I have worn out many Dremel wire wheels restoring dozens & Dozens of razors and have never had any trouble. I dont know how to get rust out jimps with any other tool.
 
I have worn out many Dremel wire wheels restoring dozens & Dozens of razors and have never had any trouble. I don't know how to get rust out jimps with any other tool.
If you only used it in the jimps it wouldn't too bad. Picture running it down the hollow from heel to toe leaving deep scratches.

I submit the following into evidence:
$MK3_5534.jpg$MK3_5535.jpg

Framing hammer:
$MK3_5532.jpg$MK3_5533.jpg
 

Slash McCoy

I freehand dog rockets
I gave up on the dremel when doing Gold Dollars. I use a belt sander and 60 grit, now. And a big spoon for peening.
 
If you only used it in the jimps it wouldn't too bad. Picture running it down the hollow from heel to toe leaving deep scratches.

I submit the following into evidence:
View attachment 615575View attachment 615576

Framing hammer:
View attachment 615577View attachment 615578

You need softer wire wheels. The wheels I use give a satin polish to the blade. You haven't ruined anything, you're just not finished yet. Start by hand with 320 grit sandpaper and follow it with 500, then 1000 and 2000. That blade will be beautiful. There's not a speck of rust on it. Good luck.
 

Slash McCoy

I freehand dog rockets
What he said. All abrasives leave scratches. They are removed by finer abrasives, that leave finer scratches. And so it goes. Steel is smoothed and polished by scratching it. That's the ugly truth.
 
All of which I understand. I've done a fair bit of auto body work. The problem is that they've left unnecessarily deep scratches by using too hard a wheel. In order to eliminate them, I'd have to remove a lot of metal (I didn't create this mess ). A softer metal wire such as bronze or one of the newer abrasive fiber wheels would of removed the corrosion but not left you with scratches far deeper then the material you needed to remove. In fact I would only use a wire wheel when removing salt pitting that I intended to lead or putty over.
 
All of which I understand. I've done a fair bit of auto body work. The problem is that they've left unnecessarily deep scratches by using too hard a wheel. In order to eliminate them, I'd have to remove a lot of metal (I didn't create this mess ). A softer metal wire such as bronze or one of the newer abrasive fiber wheels would of removed the corrosion but not left you with scratches far deeper then the material you needed to remove. In fact I would only use a wire wheel when removing salt pitting that I intended to lead or putty over.

Can you lead or Tig Weld rust pits on razors? You'd have to do like a Nickle Plate or Chrome Plate afterword's wouldn't you?
 
Can you lead or Tig Weld rust pits on razors? You'd have to do like a Nickle Plate or Chrome Plate afterword's wouldn't you?
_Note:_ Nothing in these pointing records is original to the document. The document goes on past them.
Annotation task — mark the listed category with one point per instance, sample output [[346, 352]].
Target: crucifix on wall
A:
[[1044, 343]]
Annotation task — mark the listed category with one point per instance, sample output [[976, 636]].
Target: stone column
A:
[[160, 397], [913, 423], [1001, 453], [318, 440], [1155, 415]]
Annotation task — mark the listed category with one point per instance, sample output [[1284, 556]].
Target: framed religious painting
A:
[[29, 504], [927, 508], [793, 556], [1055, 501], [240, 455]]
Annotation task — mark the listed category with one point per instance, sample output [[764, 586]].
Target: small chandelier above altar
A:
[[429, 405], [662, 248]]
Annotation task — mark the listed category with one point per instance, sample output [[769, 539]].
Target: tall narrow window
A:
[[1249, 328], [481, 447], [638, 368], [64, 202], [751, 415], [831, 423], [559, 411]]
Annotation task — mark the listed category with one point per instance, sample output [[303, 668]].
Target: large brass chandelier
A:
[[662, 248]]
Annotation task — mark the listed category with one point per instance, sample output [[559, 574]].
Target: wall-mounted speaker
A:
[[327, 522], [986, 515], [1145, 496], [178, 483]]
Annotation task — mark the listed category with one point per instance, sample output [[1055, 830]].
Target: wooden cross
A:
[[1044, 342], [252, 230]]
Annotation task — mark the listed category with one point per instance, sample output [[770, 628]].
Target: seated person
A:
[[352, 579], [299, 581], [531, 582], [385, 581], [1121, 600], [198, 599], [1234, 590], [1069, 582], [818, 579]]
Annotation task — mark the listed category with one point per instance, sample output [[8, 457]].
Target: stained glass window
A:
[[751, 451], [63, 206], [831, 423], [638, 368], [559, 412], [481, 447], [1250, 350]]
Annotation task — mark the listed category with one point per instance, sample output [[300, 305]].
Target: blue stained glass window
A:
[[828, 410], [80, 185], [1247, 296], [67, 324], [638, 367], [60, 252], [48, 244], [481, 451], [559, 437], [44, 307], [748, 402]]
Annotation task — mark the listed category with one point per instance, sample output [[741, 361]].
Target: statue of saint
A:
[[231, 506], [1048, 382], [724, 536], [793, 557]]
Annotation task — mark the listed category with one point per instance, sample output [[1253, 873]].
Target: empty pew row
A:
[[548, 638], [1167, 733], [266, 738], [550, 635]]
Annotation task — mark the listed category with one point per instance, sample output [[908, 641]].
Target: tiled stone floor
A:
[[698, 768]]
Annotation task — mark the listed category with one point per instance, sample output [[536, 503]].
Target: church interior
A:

Um... No. The heat from welding will ruin the temper of the steel. And a straight razors blade is thin enough that you'd just be blowing holes in it with the welder anyway. The best, way to deal with pitting is a bit of sandpaper and a big can of elbow grease.
 
Can you lead or Tig Weld rust pits on razors? You'd have to do like a Nickle Plate or Chrome Plate afterword's wouldn't you?
TIG/MIG and even braze would remove the temper. Once you get near 350F (for O1), the steel starts to change and lose hardness. Even aggressive buffing near thin edges could get you there. Re heat treating is really out of the question.
 
TIG/MIG and even braze would remove the temper. Once you get near 350F (for O1), the steel starts to change and lose hardness. Even aggressive buffing near thin edges could get you there. Re heat treating is really out of the question.

Ahhh. Thanks and sorry for the dumb question.
 
This is also why no Chef ever lets his knife anywhere near a dishwasher. My Wusthof chefs knife is also hollow ground, and only gets washed by hand by me.